Magna Carta di Inggris memuat hal-hal sebagai berikut:
a)       Seorang tidak boleh dipenjarakan (dihukum) dengan tidak ada vonis yang sah menurut hukum.
b)      Suatu pajak (cukai) tidak boleh dinaikkan dengan tanpa persetujuan sebuah dewan yang di dalamnya ada kaum bangsawan, pendeta, dan rakyat jelata.[19]
Magna Carta berpedoman pada dua postulat pokok yang dimaksud melarang sistem penahanan, penghukuman dan perampasan benda-benda hak milik manusia dengan sewenang-wenang.[20]
b.       Habeas Corpus (1679)
Petition of Right merupakan suatu dokumen yang lahir karena tuntutan rakyat yang duduk di House of Commons (parlemen) kepada raja Charles III.[21] Pernyataan Habeas Corpus sebagai suatu dokumen keberadaban hukum yang bersejarah yang menetapkan bahwa orang yang harus ditahan harus diperhadapkan dalam waktu tiga hari kepada seorang hakim dan diberi tahu atas tuduhan apa ia ditahan.[22]

c.       Bill of Rights (1689)
Undang-undang yang diterima parlemen Inggris setelah mengadakan revolusi tidak berdarah kepada raja James II (peristiwa kemenangan atas raja), yang isinya tentang hak dan kebenaran warga negara.

d.       Declararation of Independence (1776)
Tuntutan adanya hak bagi setiap orang untuk hidup merdeka, The American Declaration. Perkembangan HAM selanjutnya ditandai dengan munculnya The American Declaration of Independence yang lahir dari paham Rousseau dan Montesquie. Mulailah dipertegas bahwa manusia adalah merdeka sejak di dalam perut ibunya, sehingga tidaklah logis bila sesudah lahir ia harus dibelenggu.[23] Pada tahun 1791, barulah Amerika Serikat mengadopsi Bill of Rights yang memuat daftar hak-hak individu yang dijaminnya. Hal ini terjadi melalui sejumlah amandemen terhadap konstitusi yang melindungi kebebasan beragama, kebebasan pers, kebebasan menyatakan pendapat dan hak berserikat, dan larangan memberatkan diri sendiri dan hak atas proses hukum yang benar.[24]

e.       The French Declaration (1789)
Revolusi Prancis, 5 Agustus 1789 Bahwa manusia dilahirkan sama dalam keadaan merdeka dan memiliki hak-hak yang sama. Terkenal dengan symbol liberte (kemerdekaan), egalite (persamaan), dan fraternity (persaudaraan).

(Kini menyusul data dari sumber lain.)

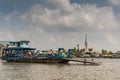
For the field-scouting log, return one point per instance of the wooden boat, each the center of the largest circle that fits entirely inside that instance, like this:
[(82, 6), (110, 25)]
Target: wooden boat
[(20, 52)]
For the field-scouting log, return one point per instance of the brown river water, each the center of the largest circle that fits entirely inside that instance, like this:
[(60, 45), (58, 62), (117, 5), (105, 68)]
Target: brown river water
[(108, 70)]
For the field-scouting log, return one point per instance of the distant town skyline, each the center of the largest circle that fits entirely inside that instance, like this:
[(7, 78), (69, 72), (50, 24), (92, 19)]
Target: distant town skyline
[(62, 23)]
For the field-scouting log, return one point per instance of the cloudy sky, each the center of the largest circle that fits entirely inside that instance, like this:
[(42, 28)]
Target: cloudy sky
[(62, 23)]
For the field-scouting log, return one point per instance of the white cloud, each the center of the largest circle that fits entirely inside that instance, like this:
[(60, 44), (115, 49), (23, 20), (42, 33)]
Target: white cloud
[(71, 16), (114, 2)]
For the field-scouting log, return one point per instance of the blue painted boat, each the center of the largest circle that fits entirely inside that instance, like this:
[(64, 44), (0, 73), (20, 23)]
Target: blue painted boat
[(18, 51)]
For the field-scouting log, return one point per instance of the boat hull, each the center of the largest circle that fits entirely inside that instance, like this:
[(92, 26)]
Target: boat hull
[(40, 60)]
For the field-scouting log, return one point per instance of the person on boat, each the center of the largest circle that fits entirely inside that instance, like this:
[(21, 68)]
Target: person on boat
[(51, 52), (63, 53)]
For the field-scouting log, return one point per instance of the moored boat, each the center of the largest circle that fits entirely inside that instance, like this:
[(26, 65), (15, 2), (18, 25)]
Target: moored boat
[(18, 51)]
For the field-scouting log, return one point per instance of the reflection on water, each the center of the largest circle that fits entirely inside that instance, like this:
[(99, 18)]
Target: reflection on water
[(108, 70)]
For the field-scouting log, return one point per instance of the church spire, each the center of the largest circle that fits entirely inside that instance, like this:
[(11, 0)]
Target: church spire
[(86, 44)]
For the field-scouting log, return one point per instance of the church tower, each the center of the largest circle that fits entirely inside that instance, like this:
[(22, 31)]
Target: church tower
[(86, 44)]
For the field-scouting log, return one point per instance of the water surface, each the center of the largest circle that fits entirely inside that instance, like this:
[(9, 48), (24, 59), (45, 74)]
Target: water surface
[(108, 70)]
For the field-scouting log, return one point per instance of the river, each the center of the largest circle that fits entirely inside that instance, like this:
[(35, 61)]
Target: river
[(108, 70)]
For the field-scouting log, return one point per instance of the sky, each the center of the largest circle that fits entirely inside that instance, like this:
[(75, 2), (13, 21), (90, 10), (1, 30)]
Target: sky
[(52, 24)]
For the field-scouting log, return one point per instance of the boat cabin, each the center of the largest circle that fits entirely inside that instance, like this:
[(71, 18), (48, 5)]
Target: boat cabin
[(18, 43), (17, 50)]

Selanjutnya, pada tahun 1789 lahirlah The French Declaration (Deklarasi Perancis), dimana ketentuan tentang hak lebih dirinci lagi sebagaimana dimuat dalam The Rule of Law yang antara lain berbunyi tidak boleh ada penangkapan tanpa alasan yang sah. Dalam kaitan itu berlaku prinsip presumption of innocent, artinya orang-orang yang ditangkap, kemudian ditahan dan dituduh, berhak dinyatakan tidak bersalah, sampai ada keputusan pengadilan yang berkekuatan hukum tetap yang menyatakan ia bersalah.[25]Declaration des droits de I’homme et du citoyen ini membedakan antara hak-hak yang dimiliki manusia secara kodrati yang dibawa ke dalam masyarakat dan hak-hak yang diperoleh manusia sebagai warga negara. Beberapa hak yang disebutkan dalam Deklarasi tersebut antara lain hak atas kebebasan, hak milik, hak atas keamanan, hak untuk melawan penindasan.[26]

f.        The Four Freedom (USA 1941)

Ada empat hak kebebasan berbicara dan menyatakan pendapat, hak kebebasan memeluk agama dan beribadah sesuai dengan ajaran agama yang dipeluknya, hak kebebasan dari kemiskinan dalam pengertian setiap bangsa berusaha mencapai tingkat kehidupan yang damai dan sejahtera bagi penduduknya, hak kebebasan dari ketakutan, yang meliputi usaha, pengurangan persenjataan, sehingga tidak satupun bangsa berada dalam posisi berkeinginan untuk melakukan serangan terhadap Negara lain.
Franklin D. Roosevelt (Amerika Serikat) merumuskan tentang:
1)      Freedom of speech and expression (kebebasan berbicara dan menyatakan pendapat).
2)      Freedom of worship (kebebasan beribadat).
3)      Freedom from want (kemelaratan).
4)      Freedom from fear (kebebasan dari rasa takut).

g.       Universal Declaration of Human Right (1948)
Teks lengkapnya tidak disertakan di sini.